Há um argumento sobre nossas origens que merece ser revisitado. Já afirmei, em mais de uma ocasião, que a corrupção é ambidestra e que, em nosso cotidiano, praticamos pequenos atos imorais, antiéticos e francamente corruptos. Seja em Raymundo Faoro, a quem citei no mês passado, seja na controversa série O Mecanismo, a ideia de que existe uma elite corrupta que nos subtrai atavicamente desde o século 19 (ou desde os tempos coloniais) é frequente. No seriado, a busca da origem genética de um Estado patrimonialista e corrupto localiza Elias António Lopes, um traficante de escravos luso-brasileiro que doou sua casa na Quinta da Boa Vista para o regente. Em troca da “generosidade”, virou cavaleiro da Ordem de Cristo, ganhou cargo em Paraty e em São João del-Rei (atual Tiradentes) e obteve a oportunidade de cobrar impostos em várias localidades. Comerciantes ou empreiteiros; traficantes de escravos de antigamente ou os de drogas do século 21; empresários e latifundiários sempre miraram o poder arrecadatório do Estado para obter vantagens. 

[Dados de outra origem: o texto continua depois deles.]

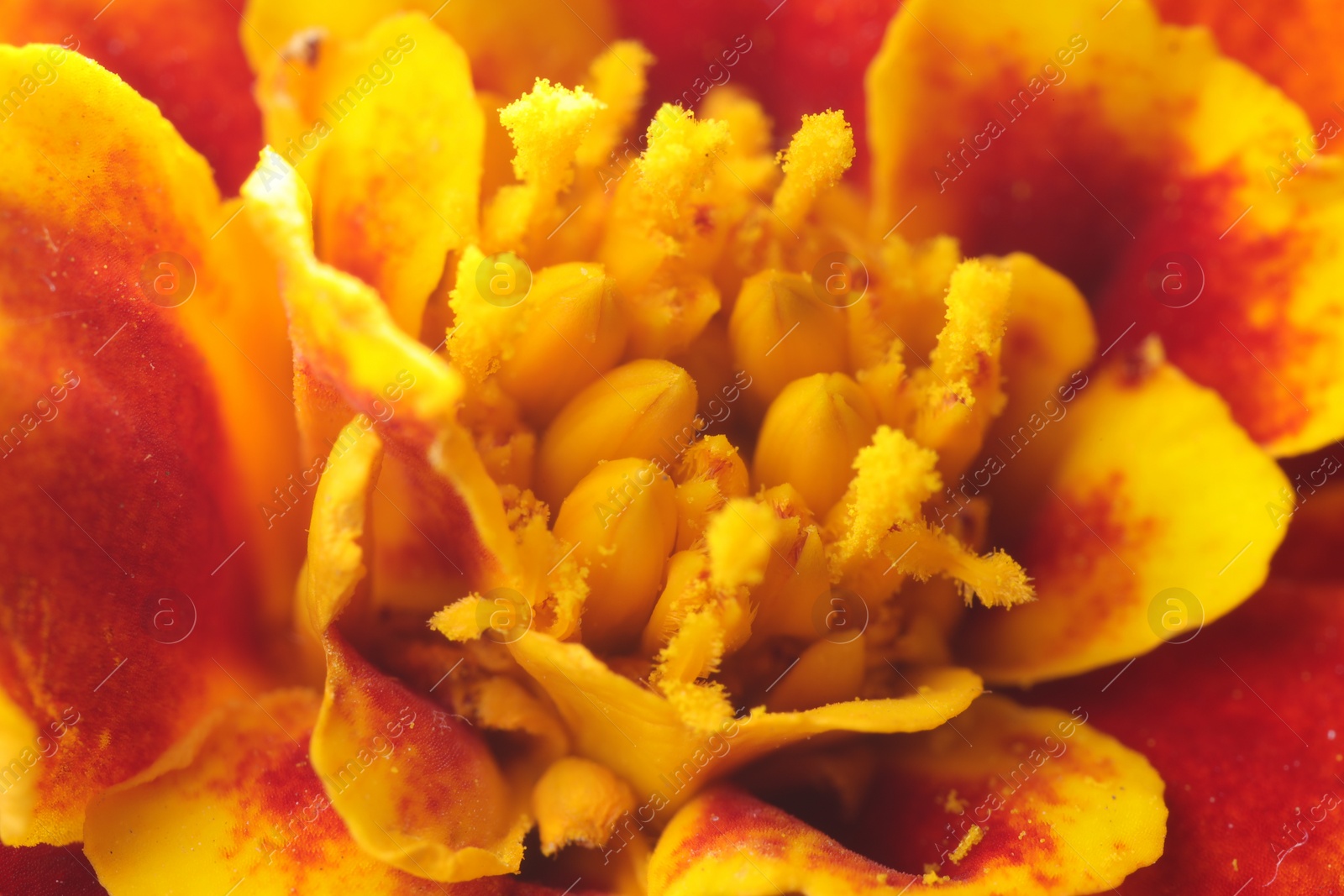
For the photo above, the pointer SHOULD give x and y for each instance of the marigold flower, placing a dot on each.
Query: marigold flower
(526, 479)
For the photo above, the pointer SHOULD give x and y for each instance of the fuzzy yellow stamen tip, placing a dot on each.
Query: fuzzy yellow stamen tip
(894, 476)
(679, 159)
(618, 80)
(548, 127)
(815, 160)
(739, 540)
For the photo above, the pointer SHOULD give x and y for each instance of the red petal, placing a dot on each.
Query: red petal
(1245, 725)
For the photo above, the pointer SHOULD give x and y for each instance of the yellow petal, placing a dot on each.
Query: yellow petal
(386, 130)
(396, 810)
(1075, 813)
(510, 43)
(640, 735)
(1122, 527)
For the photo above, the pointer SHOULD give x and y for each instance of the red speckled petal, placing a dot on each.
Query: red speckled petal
(1168, 181)
(239, 806)
(183, 55)
(47, 871)
(1245, 725)
(438, 806)
(389, 134)
(129, 551)
(1122, 542)
(1074, 813)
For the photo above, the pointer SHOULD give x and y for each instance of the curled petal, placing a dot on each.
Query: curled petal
(386, 129)
(1121, 544)
(183, 56)
(642, 736)
(1168, 181)
(140, 437)
(1074, 820)
(239, 801)
(438, 806)
(354, 358)
(510, 43)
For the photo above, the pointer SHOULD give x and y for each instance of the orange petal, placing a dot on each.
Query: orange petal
(183, 56)
(440, 808)
(387, 132)
(1153, 172)
(510, 43)
(134, 446)
(1280, 39)
(1261, 689)
(237, 805)
(1077, 813)
(351, 356)
(1121, 542)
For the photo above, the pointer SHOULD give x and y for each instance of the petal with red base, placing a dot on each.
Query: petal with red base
(389, 134)
(642, 735)
(127, 461)
(1149, 523)
(239, 806)
(1113, 147)
(1075, 815)
(183, 56)
(1245, 725)
(438, 806)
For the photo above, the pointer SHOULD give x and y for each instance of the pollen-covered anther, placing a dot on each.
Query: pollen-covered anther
(781, 331)
(815, 160)
(622, 520)
(963, 385)
(811, 436)
(548, 127)
(711, 472)
(578, 801)
(643, 409)
(564, 335)
(893, 479)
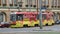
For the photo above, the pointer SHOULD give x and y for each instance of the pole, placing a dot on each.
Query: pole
(40, 14)
(18, 7)
(37, 7)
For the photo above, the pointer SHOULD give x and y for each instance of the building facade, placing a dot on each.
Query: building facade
(6, 6)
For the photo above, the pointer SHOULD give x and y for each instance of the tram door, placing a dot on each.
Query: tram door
(1, 17)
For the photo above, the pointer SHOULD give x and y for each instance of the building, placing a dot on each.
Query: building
(6, 6)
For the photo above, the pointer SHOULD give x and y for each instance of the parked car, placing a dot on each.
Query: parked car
(4, 24)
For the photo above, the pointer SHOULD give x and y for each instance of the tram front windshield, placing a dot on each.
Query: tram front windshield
(19, 17)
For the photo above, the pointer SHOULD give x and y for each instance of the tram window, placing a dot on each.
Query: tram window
(44, 16)
(38, 17)
(19, 17)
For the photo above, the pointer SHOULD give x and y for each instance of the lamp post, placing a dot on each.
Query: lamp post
(19, 3)
(40, 14)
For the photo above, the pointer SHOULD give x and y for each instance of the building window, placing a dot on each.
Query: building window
(28, 3)
(4, 2)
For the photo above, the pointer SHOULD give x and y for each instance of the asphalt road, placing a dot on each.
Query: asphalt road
(54, 29)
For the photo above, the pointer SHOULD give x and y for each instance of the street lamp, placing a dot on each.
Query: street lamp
(18, 4)
(40, 14)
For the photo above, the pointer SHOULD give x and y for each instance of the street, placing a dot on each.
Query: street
(54, 28)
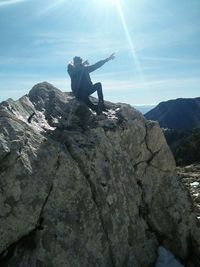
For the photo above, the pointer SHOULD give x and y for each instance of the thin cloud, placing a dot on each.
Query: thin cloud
(9, 2)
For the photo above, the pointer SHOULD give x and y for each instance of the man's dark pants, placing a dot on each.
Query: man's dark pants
(84, 94)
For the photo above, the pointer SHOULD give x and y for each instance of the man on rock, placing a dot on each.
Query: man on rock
(82, 85)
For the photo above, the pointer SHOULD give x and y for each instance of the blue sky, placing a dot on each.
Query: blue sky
(157, 46)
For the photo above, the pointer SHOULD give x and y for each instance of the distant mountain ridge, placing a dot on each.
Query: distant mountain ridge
(180, 113)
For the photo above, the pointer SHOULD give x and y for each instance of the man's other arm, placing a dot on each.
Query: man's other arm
(99, 63)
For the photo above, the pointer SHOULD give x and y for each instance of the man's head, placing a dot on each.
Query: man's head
(77, 60)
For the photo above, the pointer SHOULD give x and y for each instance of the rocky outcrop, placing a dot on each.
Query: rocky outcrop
(78, 189)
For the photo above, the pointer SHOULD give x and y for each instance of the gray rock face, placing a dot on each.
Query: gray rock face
(78, 189)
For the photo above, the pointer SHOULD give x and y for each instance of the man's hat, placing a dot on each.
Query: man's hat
(77, 59)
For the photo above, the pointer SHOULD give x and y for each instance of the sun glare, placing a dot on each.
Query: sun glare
(107, 3)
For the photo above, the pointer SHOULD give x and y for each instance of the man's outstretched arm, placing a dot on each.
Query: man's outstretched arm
(100, 63)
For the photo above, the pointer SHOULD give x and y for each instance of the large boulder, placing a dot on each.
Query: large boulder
(78, 189)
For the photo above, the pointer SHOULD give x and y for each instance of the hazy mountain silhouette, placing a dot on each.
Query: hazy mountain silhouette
(181, 113)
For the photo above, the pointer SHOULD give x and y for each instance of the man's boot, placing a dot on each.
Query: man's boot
(102, 106)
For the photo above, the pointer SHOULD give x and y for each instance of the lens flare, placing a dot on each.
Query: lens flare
(129, 39)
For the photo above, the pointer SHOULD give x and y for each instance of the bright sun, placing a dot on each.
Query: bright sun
(107, 3)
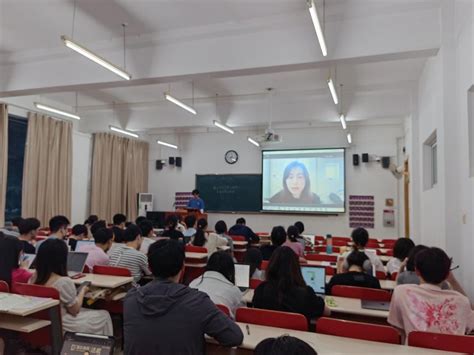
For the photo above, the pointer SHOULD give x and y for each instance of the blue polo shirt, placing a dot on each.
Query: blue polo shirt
(196, 203)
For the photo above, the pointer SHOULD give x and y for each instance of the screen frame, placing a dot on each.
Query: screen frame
(328, 213)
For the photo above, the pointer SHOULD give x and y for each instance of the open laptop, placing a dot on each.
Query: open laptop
(75, 263)
(242, 276)
(315, 277)
(80, 344)
(375, 305)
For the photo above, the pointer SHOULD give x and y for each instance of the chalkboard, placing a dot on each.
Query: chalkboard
(231, 193)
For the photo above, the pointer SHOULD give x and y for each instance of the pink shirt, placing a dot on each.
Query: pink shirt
(96, 256)
(296, 246)
(427, 307)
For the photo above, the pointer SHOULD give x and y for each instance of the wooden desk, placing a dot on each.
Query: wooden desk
(326, 344)
(104, 281)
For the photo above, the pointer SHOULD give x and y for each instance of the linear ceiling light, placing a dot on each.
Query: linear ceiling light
(95, 58)
(180, 104)
(167, 144)
(224, 127)
(55, 110)
(333, 91)
(343, 121)
(317, 27)
(128, 133)
(254, 142)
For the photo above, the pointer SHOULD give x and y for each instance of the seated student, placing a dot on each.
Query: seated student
(79, 232)
(210, 241)
(51, 271)
(401, 249)
(170, 231)
(98, 250)
(285, 289)
(129, 256)
(218, 281)
(190, 221)
(240, 228)
(355, 276)
(58, 229)
(278, 237)
(293, 243)
(148, 235)
(427, 307)
(360, 237)
(11, 268)
(166, 317)
(28, 229)
(253, 258)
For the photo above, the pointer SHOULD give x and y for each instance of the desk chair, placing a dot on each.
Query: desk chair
(358, 330)
(269, 318)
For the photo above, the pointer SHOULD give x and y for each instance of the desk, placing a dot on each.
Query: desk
(327, 344)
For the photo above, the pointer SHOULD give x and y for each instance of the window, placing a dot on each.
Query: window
(17, 127)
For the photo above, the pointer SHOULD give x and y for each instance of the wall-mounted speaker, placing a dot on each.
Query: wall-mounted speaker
(355, 159)
(385, 162)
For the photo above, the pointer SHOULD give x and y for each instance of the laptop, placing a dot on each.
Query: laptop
(375, 305)
(315, 277)
(75, 263)
(80, 344)
(242, 276)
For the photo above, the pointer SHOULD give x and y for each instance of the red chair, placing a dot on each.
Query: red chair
(319, 257)
(370, 294)
(269, 318)
(4, 287)
(358, 330)
(446, 342)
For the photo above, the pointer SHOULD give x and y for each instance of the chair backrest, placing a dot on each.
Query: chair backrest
(364, 293)
(269, 318)
(194, 249)
(4, 286)
(319, 257)
(358, 330)
(446, 342)
(111, 270)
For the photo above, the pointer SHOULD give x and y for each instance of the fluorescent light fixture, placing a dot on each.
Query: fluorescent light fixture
(254, 142)
(317, 27)
(343, 121)
(167, 144)
(332, 88)
(95, 58)
(224, 127)
(122, 131)
(57, 111)
(180, 104)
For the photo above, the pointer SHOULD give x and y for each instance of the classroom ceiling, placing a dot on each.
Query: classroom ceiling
(235, 49)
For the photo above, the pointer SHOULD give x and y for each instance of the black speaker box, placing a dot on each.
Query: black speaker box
(385, 162)
(355, 159)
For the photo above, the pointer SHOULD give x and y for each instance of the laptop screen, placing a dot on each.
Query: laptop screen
(76, 261)
(315, 277)
(242, 275)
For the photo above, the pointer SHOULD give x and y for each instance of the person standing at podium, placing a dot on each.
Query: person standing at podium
(196, 203)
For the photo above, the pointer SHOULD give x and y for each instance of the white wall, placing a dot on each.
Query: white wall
(203, 153)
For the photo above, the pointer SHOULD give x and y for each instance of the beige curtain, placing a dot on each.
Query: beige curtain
(3, 160)
(47, 170)
(119, 172)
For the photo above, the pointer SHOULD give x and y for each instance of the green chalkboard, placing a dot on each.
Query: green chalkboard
(231, 193)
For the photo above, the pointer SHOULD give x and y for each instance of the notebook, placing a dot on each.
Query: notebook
(315, 277)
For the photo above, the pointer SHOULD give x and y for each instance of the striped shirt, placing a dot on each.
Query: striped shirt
(131, 259)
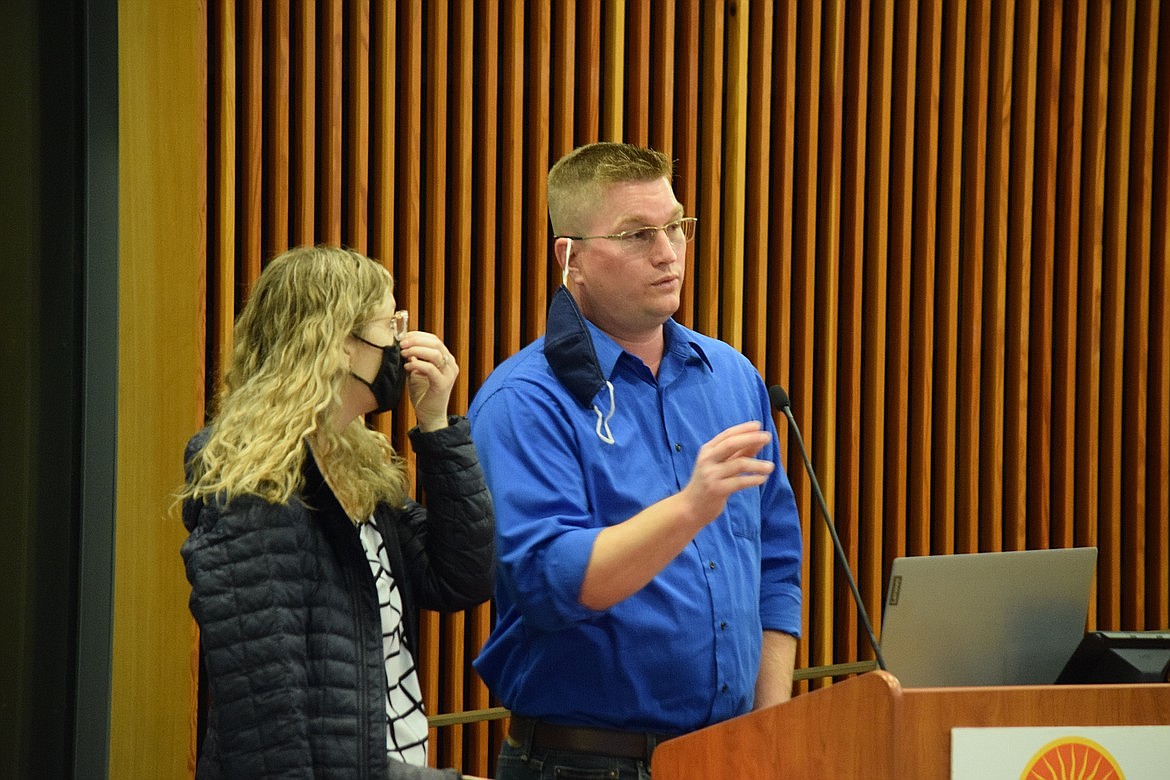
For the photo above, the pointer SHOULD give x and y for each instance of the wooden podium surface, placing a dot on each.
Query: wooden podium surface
(871, 726)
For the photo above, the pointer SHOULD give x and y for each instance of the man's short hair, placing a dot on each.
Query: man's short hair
(577, 179)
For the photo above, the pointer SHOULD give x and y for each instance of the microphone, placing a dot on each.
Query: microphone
(779, 399)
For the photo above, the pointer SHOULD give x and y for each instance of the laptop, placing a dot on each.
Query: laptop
(985, 619)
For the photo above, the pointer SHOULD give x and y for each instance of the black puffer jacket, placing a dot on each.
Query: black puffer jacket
(289, 622)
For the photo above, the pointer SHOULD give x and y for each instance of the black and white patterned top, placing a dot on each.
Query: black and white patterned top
(406, 720)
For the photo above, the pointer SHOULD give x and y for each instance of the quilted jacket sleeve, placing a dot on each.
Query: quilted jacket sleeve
(449, 545)
(247, 570)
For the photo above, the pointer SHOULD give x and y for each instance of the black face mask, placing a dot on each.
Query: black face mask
(387, 384)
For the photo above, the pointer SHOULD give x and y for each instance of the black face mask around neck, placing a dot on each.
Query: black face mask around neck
(387, 384)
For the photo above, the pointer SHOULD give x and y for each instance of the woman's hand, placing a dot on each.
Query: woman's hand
(431, 373)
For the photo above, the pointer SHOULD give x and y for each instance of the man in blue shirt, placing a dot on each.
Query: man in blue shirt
(648, 542)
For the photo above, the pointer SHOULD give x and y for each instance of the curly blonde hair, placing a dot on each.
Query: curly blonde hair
(283, 385)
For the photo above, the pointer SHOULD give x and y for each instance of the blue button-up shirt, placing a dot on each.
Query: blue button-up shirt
(683, 651)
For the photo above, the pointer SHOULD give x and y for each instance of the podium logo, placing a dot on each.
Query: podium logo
(1073, 758)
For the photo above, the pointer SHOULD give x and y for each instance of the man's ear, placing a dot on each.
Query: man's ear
(568, 243)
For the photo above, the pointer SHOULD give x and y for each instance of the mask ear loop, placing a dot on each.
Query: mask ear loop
(564, 271)
(607, 436)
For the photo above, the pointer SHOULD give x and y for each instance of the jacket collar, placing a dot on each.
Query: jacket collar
(572, 356)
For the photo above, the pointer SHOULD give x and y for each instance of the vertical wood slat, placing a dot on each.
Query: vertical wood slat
(802, 302)
(897, 268)
(1039, 462)
(847, 502)
(1088, 287)
(356, 128)
(330, 125)
(1157, 547)
(826, 301)
(249, 167)
(757, 260)
(923, 270)
(962, 284)
(1066, 277)
(1018, 275)
(952, 85)
(968, 395)
(221, 274)
(304, 124)
(1136, 302)
(275, 212)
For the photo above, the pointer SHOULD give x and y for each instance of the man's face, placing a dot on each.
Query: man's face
(630, 288)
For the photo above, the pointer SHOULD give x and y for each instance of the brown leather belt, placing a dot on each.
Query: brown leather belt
(578, 739)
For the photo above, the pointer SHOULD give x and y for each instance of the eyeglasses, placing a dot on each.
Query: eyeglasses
(399, 323)
(678, 233)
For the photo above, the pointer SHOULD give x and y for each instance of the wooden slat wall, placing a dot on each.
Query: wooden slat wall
(942, 226)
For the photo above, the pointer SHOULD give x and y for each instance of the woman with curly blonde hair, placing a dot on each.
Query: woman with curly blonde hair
(308, 559)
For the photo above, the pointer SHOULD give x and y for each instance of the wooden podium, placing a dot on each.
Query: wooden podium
(869, 726)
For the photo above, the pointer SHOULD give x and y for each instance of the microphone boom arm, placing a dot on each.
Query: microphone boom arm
(786, 408)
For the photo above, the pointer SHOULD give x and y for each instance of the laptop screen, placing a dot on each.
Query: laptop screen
(985, 619)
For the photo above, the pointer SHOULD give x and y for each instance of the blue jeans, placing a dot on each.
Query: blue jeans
(521, 761)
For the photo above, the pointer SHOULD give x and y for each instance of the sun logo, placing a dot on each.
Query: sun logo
(1073, 758)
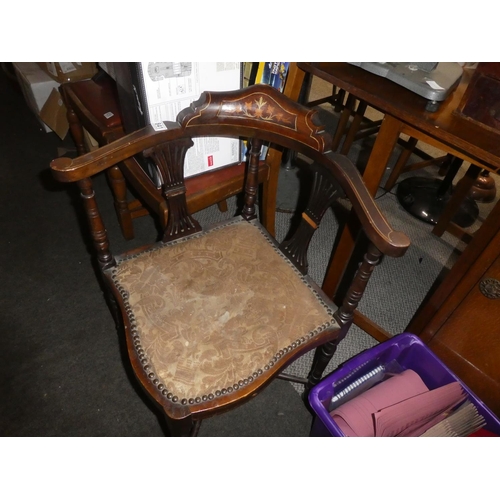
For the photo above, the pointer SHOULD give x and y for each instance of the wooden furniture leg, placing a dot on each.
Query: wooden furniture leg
(343, 121)
(122, 208)
(382, 149)
(462, 188)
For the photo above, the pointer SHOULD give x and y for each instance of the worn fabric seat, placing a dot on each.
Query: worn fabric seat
(214, 311)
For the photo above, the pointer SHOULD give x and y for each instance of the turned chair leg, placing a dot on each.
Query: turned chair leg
(119, 189)
(185, 427)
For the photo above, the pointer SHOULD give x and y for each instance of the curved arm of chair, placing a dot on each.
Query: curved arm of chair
(387, 240)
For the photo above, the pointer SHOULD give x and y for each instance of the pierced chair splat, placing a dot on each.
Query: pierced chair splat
(212, 315)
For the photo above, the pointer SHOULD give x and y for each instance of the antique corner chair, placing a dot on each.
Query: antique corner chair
(211, 316)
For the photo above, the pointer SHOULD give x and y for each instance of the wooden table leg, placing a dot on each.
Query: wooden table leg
(379, 157)
(294, 82)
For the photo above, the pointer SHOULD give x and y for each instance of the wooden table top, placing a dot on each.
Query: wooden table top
(444, 125)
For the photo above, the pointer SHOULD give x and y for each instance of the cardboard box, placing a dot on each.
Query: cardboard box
(69, 72)
(36, 86)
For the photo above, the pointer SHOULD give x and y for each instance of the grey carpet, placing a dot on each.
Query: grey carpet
(62, 367)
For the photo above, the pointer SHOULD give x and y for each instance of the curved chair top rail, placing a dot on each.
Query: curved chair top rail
(259, 111)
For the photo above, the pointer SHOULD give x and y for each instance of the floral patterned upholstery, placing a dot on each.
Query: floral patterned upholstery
(215, 310)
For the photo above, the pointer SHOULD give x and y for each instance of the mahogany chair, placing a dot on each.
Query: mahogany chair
(211, 316)
(93, 106)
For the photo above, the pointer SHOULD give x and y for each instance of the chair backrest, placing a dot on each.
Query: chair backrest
(258, 114)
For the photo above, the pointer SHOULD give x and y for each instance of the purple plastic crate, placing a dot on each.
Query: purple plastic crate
(411, 353)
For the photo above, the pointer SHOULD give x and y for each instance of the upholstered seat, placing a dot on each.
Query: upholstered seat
(214, 311)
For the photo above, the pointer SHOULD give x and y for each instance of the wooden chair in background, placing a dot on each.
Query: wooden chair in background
(211, 316)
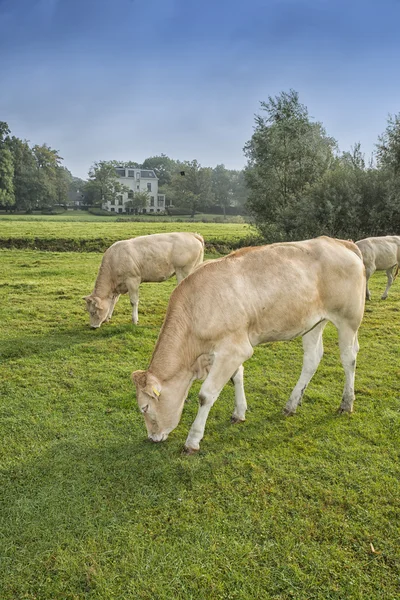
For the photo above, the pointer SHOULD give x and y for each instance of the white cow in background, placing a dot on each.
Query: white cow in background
(381, 254)
(128, 263)
(221, 311)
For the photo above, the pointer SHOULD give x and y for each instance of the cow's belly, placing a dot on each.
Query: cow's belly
(284, 329)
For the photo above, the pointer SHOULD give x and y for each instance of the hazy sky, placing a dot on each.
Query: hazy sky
(123, 79)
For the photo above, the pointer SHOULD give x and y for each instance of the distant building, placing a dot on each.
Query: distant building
(138, 180)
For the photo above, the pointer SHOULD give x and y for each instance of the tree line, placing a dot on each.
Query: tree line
(301, 185)
(33, 177)
(296, 184)
(186, 185)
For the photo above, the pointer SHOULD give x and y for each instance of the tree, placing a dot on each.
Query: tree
(239, 188)
(7, 195)
(26, 184)
(388, 147)
(103, 184)
(221, 187)
(191, 186)
(286, 155)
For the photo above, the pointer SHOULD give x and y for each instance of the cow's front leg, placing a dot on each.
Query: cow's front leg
(348, 344)
(224, 365)
(389, 275)
(239, 413)
(114, 301)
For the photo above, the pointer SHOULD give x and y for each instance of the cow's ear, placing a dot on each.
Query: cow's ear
(139, 379)
(148, 383)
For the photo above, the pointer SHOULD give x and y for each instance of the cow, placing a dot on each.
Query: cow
(381, 254)
(128, 263)
(223, 309)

É realmente inegável que havia conúbio incestuoso entre Estado e outros setores da sociedade em 1808 ou nos tempos de Afonso Henriques, primeiro rei de Portugal. A questão que se põe é outra. O chamado Antigo Regime era baseado nisso. Era perfeitamente legítimo e esperado que houvesse favorecimentos, apadrinhamentos e um toma lá dá cá entre a monarquia e os amigos do rei. As capitanias hereditárias foram a perfeita simbiose entre o interesse particular dos donatários e o poder da coroa. Um dono de uma concessão próspera como Pernambuco era, ao mesmo tempo, a empreiteira e o partido no poder. D. João no Rio de Janeiro estreitaria esses laços fraternos em corrente de aço: o doador da Quinta da Boa Vista não realizou a transferência da propriedade por lealdade aos Braganças ou a algum diáfano sentimento nacionalista. Fez por interesse e anseio de retribuição. 

No século 18, certo discurso republicano de matriz iluminista passou a criticar essas práticas. Era necessário separar os poderes, ter transparência, criar uma imprensa livre, treinar burocracias técnicas, probas e eficazes, eleger representantes do povo (ainda que a ideia de povo, 250 anos atrás, fosse completamente diferente da de hoje). Houve revoluções e novas formas políticas surgiram tentando pôr em prática essas ideias novas. Ao fazê-lo, incorporaram muito do patrimonialismo do Antigo Regime. Nosso país não foi exceção. Aliás, em um continente republicano, optamos pela manutenção da fórmula monárquica por todo o século 19.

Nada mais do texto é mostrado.